The US Army’s Dialogo Americas magazine recently published a paper exploring how China has used its version of soft power to further strategic goals in Latin America and the extent to which China’s efforts have proven effective. According to the study, despite China’s use of numerous economic and soft power instruments of power in the region in recent years, general public Latin American attitudes toward China are becoming more negative overall. According to the study’s conclusions:
August 18, 2022 In sum, this exploration of public opinion data yields several insights: First, despite the numerous economic and soft power instruments of power that China has leveraged in the region in recent years, general public Latin American attitudes on China are becoming more negative, overall.
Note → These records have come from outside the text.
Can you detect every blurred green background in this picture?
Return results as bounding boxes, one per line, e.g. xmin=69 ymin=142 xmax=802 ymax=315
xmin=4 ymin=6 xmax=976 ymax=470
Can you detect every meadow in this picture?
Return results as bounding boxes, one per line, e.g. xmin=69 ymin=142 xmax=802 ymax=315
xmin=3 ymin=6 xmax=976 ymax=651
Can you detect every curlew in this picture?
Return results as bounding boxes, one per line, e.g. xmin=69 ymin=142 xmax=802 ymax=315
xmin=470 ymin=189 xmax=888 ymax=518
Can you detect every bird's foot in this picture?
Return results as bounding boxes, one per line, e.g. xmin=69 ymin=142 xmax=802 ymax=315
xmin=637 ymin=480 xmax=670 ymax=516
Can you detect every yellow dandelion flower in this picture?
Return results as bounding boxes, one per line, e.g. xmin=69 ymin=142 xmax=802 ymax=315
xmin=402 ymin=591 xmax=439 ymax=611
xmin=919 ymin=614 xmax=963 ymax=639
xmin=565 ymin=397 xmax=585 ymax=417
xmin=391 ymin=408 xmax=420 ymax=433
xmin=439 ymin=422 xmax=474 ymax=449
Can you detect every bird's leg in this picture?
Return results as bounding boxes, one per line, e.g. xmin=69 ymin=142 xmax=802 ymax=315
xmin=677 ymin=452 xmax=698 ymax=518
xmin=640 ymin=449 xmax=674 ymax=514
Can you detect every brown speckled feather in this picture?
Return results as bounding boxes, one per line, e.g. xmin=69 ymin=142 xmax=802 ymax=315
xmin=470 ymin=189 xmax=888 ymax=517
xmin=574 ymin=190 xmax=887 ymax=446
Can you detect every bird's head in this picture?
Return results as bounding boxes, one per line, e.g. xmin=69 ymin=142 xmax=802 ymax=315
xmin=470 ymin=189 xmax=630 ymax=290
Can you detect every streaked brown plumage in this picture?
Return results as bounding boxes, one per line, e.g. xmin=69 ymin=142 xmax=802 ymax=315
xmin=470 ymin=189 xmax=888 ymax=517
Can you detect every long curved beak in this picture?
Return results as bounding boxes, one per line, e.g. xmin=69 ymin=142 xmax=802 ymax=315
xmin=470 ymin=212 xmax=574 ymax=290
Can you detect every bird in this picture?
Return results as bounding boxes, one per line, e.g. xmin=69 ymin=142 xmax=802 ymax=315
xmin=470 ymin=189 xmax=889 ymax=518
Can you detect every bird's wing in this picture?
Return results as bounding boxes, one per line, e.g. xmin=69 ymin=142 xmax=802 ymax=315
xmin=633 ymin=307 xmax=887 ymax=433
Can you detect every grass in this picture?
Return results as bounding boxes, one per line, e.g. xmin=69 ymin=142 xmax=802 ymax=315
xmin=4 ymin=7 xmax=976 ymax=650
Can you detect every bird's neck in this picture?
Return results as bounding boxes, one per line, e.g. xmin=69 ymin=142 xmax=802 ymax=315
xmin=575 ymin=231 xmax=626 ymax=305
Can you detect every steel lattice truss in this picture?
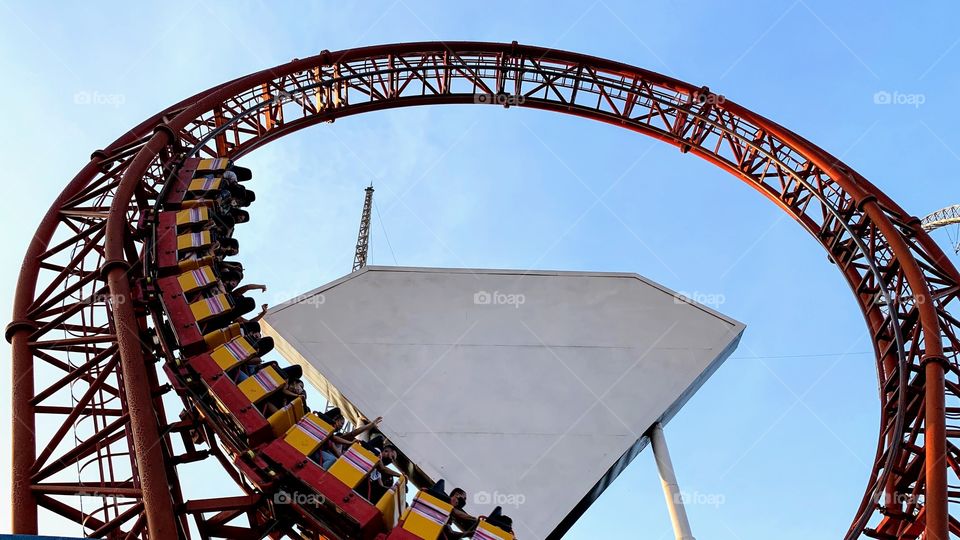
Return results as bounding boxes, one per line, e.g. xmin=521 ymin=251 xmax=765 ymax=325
xmin=7 ymin=43 xmax=960 ymax=540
At minimum, this suggests that these initiatives are not achieving Hu’s and, more recently, Xi’s public objective of improving China’s image abroad. Second, perceptions of more Chinese political and economic influence in the region does not appear to translate into more positive attitudes toward that influence. At best, more influence has little effect on positive/negative evaluations of that influence. At worst, more influence results in more negative attitudes toward China. Third, after years of increasing and strengthening its presence in the region, Latin Americans perceive China’s political and economic influence to be leveling off.
Read the full study here.
Based on survey data, the study notes that concerning Latin American public trust in China’s government, trust was highest among respondents from the Dominican Republic and lowest among respondents from Brazil. The study says seven Latin American countries (Honduras, Paraguay, Costa Rica, Nicaragua, Panama, Columbia, Uruguay, and Brazil) experienced a decline in trust and four (El Salvador, Guatemala, Mexico, and Peru) experienced an increase in trust over the 2014–2021 period. The study also notes that since the 2013 One Belt One Road initiative was extended to Latin America, 20 Latin American and Caribbean states have officially joined, with Argentina joining in 2022.
The Global Influence Operations Report recently reported that Chinese influence efforts in Latin America have have clearly eroded democratic institutions and bolstered authoritarianism, signaling potential trouble for democratic resilience in the Global South.